PALAVRAS-CLAVE: Interdisciplinariedad; Enseñanza de la Filosofía; Arte; Estética

1 INTRODUÇÃO

Entendemos a atividade filosófica como rigorosa reflexão crítica sobre conceitos relativos aos conhecimentos científicos e a cotidianidade, na busca de uma compreensão sobre a realidade para além do perceptível aparente e imposto. Cabe à reflexão filosófica se dedicar ao estudo da pluralidade de “verdades” disponíveis pela tradição do pensamento humano, na dimensão histórica, econômica, cultural, religiosa, artística e social. Essa concepção sobre a natureza da Filosofia é caracterizada por Murcho ao enfatizar:

[...] de tantas posições diferentes quanto à natureza da filosofia, há uma certa convergência entre os filósofos. A filosofia é uma atividade crítica, que consiste no estudo rigoroso dos conceitos mais básicos que usamos no dia-a-dia, nas ciências (humanas e da natureza), nas religiões e nas artes (MURCHO, 2002, p. 21).

No que diz respeito ao ensino de Filosofia, embora especialistas em Filosofia e Educação revelem a importância dessa área do conhecimento e seu caráter formativo no desenvolvimento do pensamento crítico de crianças e de jovens, a disciplina de Filosofia insere-se, ao longo da história da educação brasileira, com oscilações entre sua permanência e retirada do currículo obrigatório nacional, mediante intencionalidades políticas, econômicas, sociais e concepções de ensino que se alteraram ao longo dos tempos.

Não diferentemente de contextos sociopolíticos anteriores, no Brasil atual, em que a disciplina de Filosofia é componente curricular obrigatório desde 2008, a questão de sua permanência na Educação Básica ainda é pauta de discussão no âmbito de políticas educacionais nacionais.

A Lei no 13.415, de 16 de fevereiro de 2017, evidencia essa realidade ao deliberar sobre a reformulação do Ensino Médio e gerar incertezas sobre a permanência da Filosofia na matriz curricular, visto que o documento não faz menção à sua obrigatoriedade, mas dispõe sobre conteúdos filosóficos, como pode ser lido em seu Art. 3º, no § 2º, onde consta que: “A Base Nacional Comum Curricular referente ao ensino médio incluirá obrigatoriamente estudos e práticas de educação física, arte, sociologia e filosofia” (BRASIL, 2017, p. 1, grifos nossos). Essa determinação abre precedentes para uma nova retirada da disciplina do currículo, assim como admite a retomada da abordagem de conteúdos filosóficos como conjunto de temas transversaisi.
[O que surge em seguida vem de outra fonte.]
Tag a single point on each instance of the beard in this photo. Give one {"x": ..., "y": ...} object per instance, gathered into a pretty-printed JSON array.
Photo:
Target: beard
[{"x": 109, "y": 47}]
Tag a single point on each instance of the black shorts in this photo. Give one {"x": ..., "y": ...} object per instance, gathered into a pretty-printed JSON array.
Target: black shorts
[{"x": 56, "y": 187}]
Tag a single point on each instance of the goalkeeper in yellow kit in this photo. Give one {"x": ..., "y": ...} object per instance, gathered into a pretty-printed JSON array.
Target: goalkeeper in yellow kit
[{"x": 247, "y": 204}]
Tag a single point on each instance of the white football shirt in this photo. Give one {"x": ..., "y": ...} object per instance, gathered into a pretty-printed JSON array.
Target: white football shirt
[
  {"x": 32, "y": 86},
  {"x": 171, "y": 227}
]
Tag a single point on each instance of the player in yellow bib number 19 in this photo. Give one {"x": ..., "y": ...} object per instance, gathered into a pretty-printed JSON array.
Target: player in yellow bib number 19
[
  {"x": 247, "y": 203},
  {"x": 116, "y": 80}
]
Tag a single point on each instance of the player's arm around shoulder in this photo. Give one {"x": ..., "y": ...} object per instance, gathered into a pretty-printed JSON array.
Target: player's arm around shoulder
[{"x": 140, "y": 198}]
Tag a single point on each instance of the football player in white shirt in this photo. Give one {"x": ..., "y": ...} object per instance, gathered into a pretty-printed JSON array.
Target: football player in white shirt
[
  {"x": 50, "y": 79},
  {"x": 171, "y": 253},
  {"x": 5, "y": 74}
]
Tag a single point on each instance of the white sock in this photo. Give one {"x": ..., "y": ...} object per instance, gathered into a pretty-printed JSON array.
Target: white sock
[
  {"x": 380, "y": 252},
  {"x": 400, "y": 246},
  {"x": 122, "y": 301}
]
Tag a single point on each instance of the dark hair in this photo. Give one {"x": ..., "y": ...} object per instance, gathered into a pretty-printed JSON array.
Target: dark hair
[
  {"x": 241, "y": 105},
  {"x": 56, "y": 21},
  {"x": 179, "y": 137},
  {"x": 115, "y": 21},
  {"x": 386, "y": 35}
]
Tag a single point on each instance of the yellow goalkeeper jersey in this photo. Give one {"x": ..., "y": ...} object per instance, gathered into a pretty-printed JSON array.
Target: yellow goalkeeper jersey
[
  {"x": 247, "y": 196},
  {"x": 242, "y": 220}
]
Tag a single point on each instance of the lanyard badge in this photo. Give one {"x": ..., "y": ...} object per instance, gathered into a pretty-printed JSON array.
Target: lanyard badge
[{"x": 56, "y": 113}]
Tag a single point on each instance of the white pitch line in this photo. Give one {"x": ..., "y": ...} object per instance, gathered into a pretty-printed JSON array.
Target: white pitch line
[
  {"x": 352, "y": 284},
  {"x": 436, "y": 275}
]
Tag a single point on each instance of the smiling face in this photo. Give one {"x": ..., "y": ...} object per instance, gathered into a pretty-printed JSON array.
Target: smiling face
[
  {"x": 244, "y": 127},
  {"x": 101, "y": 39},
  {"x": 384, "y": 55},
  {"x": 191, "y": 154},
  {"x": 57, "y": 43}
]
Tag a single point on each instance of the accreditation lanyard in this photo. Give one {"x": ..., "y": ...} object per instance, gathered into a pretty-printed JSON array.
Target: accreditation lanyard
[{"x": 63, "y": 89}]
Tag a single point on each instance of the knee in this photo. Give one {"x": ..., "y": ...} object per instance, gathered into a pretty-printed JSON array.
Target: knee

Entretanto, embora a questão da obrigatoriedade ou não do ensino de Filosofia na Educação Básica ainda se mantenha, este artigo propõe-se a enfatizar o exposto na Lei de Diretrizes e Bases de 1996, que caracteriza os conhecimentos de Filosofia como necessários ao exercício da cidadania, o que nos remete à necessidade de refletir sobre significados diferenciadores das práticas educativas em Filosofia.

Nessa perspectiva, o presente estudo concebe a importância da experiência da interlocução da Arte em múltiplas linguagens artísticas com a Filosofia, tendo como premissa a relação imbricada entre a Filosofia e a Arte, tal como defende Danto (2010, p. 99), ao expor que “[...] a investigação do fato de que a arte se presta espontaneamente ao tratamento filosófico pode nos ensinar alguma coisa a um só tempo sobre filosofia e sobre a arte”.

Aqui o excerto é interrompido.